= 1976 Griffin Golden Helmet Trophy =

The 1976 Griffin Golden Helmet Trophy was a non-championship Formula Three race, held at the Mallory Park circuit, in Leicestershire, England, on 26 September. The race saw Stephen South score his first International race victory.

==Report==

===Entry===
A total of 26 F3 cars were entered for the event, however of those, only seventeen took part in qualifying and race. Of the nine, who were entered, but did not arrive included the BARC BP Super Visco British F3 Champion, Rupert Keegan.

===Qualifying===
Stephen South took pole position, ahead of Brazilian Paulo Gomes. Another Brazilian, Aryon Cornelsen-Filho took third with Geoff Lees completing the second row of the grid.

===Race===
After 18 laps of the Mallory Park circuit, South took the chequered flag, in a time of 13:35.4 mins., averaging a speed of 107.28 mph. Second place went to Lees, who was just 1.4secs behind. Gomes was a little further adrift in third, completed the podium.

==Classification==

===Race===

| Pos. | No. | Driver | Entrant | Car - Engine | Time, Laps | Reason Out |
| 1st | 1 | GBR Stephen South | Dortmunder Union Bier/Bogarts of Birmingham | March-Toyota 763 | 13:35.4 |  |
| 2nd | 18 | GBR Geoff Lees | Rob Roy Racing with D.J. Bond | Chevron-Toyota B34 | 13:36.8 |  |
| 3rd | 25 | Brazil Paulo Gomes | Team Modus Ltd | Modus-Toyota M1 | 13:43.2 |  |
| 4th | 11 | Australia Geoff Brabham | Brabham Racing Organisation | Ralt-Toyota RT1/76 | 13:44.6 |  |
| 5th | 29 | Brazil Aryon Cornelsen-Filho | March Racing Ltd | March-Toyota 763 | 13:45.4 |  |
| 6th | 28 | Netherlands Boy Hayje | F & S Properties | Ralt-Toyota RT1/76 | 13:46.4 |  |
| 7th | 30 | GBR Barrie Maskell | Jeff Sharpe | Dastle-Ford Mk 10B (or Mk 12) |  |  |
| 8th | 6 | Australia Paul Bernasconi | Paul Bernasconi | Ralt-Toyota RT1/76 |  |  |
| 9th | 26 | GBR Tim Keen | Team Modus Ltd | Modus-Toyota M1 |  |  |
| 10th | 22 | Belgium Pierre Dieudonné | Dr.
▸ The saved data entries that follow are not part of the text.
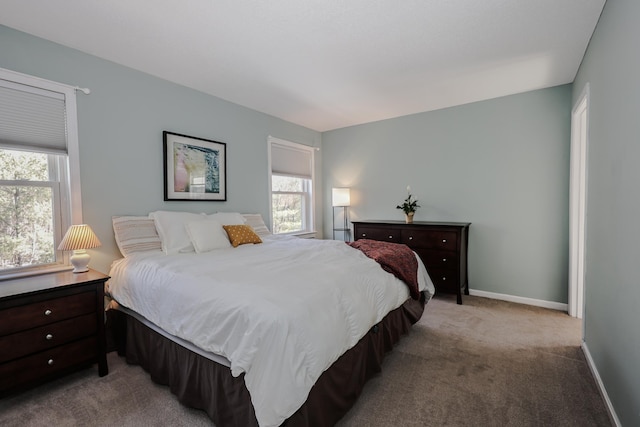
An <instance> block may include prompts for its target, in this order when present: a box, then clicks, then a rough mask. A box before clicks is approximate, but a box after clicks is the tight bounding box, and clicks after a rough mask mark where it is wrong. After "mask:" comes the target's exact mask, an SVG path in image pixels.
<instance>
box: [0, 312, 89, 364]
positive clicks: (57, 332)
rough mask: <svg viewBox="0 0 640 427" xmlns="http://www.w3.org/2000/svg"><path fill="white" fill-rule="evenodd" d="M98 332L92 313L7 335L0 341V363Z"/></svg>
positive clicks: (14, 358) (85, 314) (74, 339)
mask: <svg viewBox="0 0 640 427" xmlns="http://www.w3.org/2000/svg"><path fill="white" fill-rule="evenodd" d="M96 330H97V324H96V314H95V313H90V314H85V315H83V316H80V317H75V318H73V319H67V320H63V321H61V322H56V323H52V324H50V325H46V326H41V327H38V328H34V329H29V330H28V331H23V332H18V333H15V334H11V335H7V336H5V337H3V338H2V340H0V363H2V362H6V361H9V360H13V359H17V358H18V357H22V356H26V355H28V354H31V353H36V352H39V351H43V350H45V349H48V348H52V347H57V346H59V345H62V344H65V343H67V342H70V341H73V340H76V339H78V338H83V337H86V336H90V335H94V334H95V333H96Z"/></svg>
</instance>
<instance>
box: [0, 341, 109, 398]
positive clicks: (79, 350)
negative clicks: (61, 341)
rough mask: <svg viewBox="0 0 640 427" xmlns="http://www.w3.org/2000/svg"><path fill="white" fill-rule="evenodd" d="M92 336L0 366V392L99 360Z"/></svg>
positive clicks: (14, 360)
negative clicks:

Joseph Ehrlich | Ehrlich-Toyota ES5/6 |  |  |
| DNF | 16 | GBR John Lain | Imado Watch Company Ltd | Modus-Ford M1 |  |  |
| DNF | 8 | Sweden Torsten Palm |  | Ralt-Toyota RT1/76 |  |  |
| DNF | 27 | GBR Bruce Coate-Bond | Waves (Car Displays) | March-Toyota 753 |  |  |
| DNF | 20 | GBR Roger Andreason |  | GRD-GRD 374 |  |
| DNF | 2 | Switzerland Giordano Regazzoni |  | March-Toyota 753 |  |  |
| DNF | 21 | Spain Luis de Almenara | Ray Race International | Ray-Toyota 376 |  |  |
| DNF | 5 | GBR Tony Dron |  | March-Toyota 763 |  |  |

- Fastest lap: Stephen South & Geoff Lees, 44.6secs.